Si alguien quiere matar a alguien más, debe matarlo con la mayor naturalidad posible. Si nadie reconoce el acto como algo ilegal, la ley lo pasará por alto. Por lo tanto, es mejor que la muerte sea natural, tanto para los asesinos como para los policías que trabajan duro, y que ocurra sin quebrantar la ley. Como se menciona en la famosa película policiaca Chinatown, si tienes bastante dinero o el poder suficiente, puedes matar y salir impune; sin embargo, si buscas la impunidad de matar a alguien, de todas formas va a costarte un daño irreparable en tus finanzas, tu poder o tu honor. A fin de cuentas, las dificultades posteriores son más duras y perdurables que el asesinato en sí.
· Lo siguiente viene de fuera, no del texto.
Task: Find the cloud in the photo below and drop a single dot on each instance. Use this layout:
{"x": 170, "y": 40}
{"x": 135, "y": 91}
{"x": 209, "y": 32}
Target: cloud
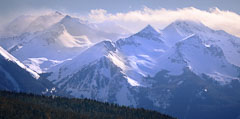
{"x": 160, "y": 18}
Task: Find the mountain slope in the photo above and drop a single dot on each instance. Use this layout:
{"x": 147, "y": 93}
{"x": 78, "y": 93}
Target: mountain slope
{"x": 16, "y": 77}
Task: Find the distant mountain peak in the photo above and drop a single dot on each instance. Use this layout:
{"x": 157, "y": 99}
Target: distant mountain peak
{"x": 58, "y": 13}
{"x": 148, "y": 29}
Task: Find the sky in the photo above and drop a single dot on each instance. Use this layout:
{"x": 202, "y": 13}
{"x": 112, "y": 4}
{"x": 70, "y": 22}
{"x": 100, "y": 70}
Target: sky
{"x": 218, "y": 14}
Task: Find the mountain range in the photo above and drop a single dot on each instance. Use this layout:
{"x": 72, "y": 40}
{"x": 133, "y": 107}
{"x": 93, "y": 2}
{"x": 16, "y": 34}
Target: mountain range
{"x": 186, "y": 69}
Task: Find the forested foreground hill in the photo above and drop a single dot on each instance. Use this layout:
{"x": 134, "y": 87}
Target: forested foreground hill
{"x": 29, "y": 106}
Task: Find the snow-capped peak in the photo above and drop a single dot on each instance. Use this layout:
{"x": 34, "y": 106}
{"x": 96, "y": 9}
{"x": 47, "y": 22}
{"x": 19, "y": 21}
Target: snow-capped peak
{"x": 148, "y": 30}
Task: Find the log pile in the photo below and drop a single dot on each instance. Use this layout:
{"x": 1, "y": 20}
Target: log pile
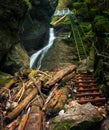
{"x": 32, "y": 97}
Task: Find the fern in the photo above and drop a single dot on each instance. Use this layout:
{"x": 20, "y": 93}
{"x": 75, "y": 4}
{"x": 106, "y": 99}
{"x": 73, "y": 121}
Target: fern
{"x": 28, "y": 3}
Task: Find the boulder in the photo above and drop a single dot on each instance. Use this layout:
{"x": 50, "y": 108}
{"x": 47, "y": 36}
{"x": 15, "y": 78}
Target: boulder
{"x": 36, "y": 25}
{"x": 11, "y": 15}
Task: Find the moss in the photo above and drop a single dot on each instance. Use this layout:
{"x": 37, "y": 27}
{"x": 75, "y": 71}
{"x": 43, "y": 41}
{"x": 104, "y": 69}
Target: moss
{"x": 28, "y": 3}
{"x": 4, "y": 77}
{"x": 64, "y": 125}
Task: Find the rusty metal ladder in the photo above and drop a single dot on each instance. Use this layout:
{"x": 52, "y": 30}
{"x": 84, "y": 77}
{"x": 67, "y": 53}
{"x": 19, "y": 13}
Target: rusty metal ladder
{"x": 87, "y": 90}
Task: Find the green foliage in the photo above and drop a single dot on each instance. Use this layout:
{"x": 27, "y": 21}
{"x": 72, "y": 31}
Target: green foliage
{"x": 28, "y": 3}
{"x": 106, "y": 12}
{"x": 101, "y": 24}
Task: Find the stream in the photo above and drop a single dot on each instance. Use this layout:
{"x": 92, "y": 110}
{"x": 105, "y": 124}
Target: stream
{"x": 37, "y": 57}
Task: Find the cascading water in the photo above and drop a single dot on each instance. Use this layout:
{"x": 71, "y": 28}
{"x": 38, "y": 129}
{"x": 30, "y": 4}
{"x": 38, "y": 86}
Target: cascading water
{"x": 39, "y": 55}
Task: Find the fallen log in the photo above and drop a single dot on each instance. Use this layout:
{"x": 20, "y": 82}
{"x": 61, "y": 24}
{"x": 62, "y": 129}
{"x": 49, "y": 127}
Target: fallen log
{"x": 35, "y": 120}
{"x": 49, "y": 98}
{"x": 20, "y": 106}
{"x": 13, "y": 125}
{"x": 59, "y": 75}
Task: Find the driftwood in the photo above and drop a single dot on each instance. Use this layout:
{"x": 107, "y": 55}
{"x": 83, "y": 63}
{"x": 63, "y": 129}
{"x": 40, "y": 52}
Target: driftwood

Por eso resulta necesaria la gente como yo. Si destinas una gran cantidad de esfuerzo humano y de conocimiento a la planeación cuidadosa, y sustentas todo eso en la vasta experiencia de los profesionales, por encima de las fuerzas del orden, no es imposible conseguir una muerte natural que nadie pueda reconocer como un asesinato. Como en el caso del gerente Lee. Todo el mundo acepta que se trató de una muerte admisible y, en consecuencia, guardan un luto sincero por su desgracia. Se van a sus casas, le dan un beso en la frente a sus hijos y agradecen no tener que pasar por un infortunio similar. Entiendo si ustedes quieren echarme la culpa a mí, pero no soy distinto de un contador, un abogado o un gestor de fondos. Hasta la muerte es sólo un servicio. Es mucho más humanitario de lo que sería que, para hacerte desaparecer, te arrojen al mar en un tonel lleno de cemento. Yo hago de la muerte algo trágico y realista, y al mismo tiempo algo satisfactorio para todos. Ésa es mi especialidad. Pueden llamarme asesino, si quieren, pero yo llamo a este trabajo reestructuración. Hay muchas formas de reestructurar el mundo, pero la muerte es la única verdadera. Existe la creencia errónea de que una reestructuración se lleva a cabo para crear una estructura nueva, más razonable. Pero, como experto en el tema, conozco la realidad.

Una verdadera estructura nunca cambia; lo único que ocurre es que algunos miembros de la estructura desaparecen.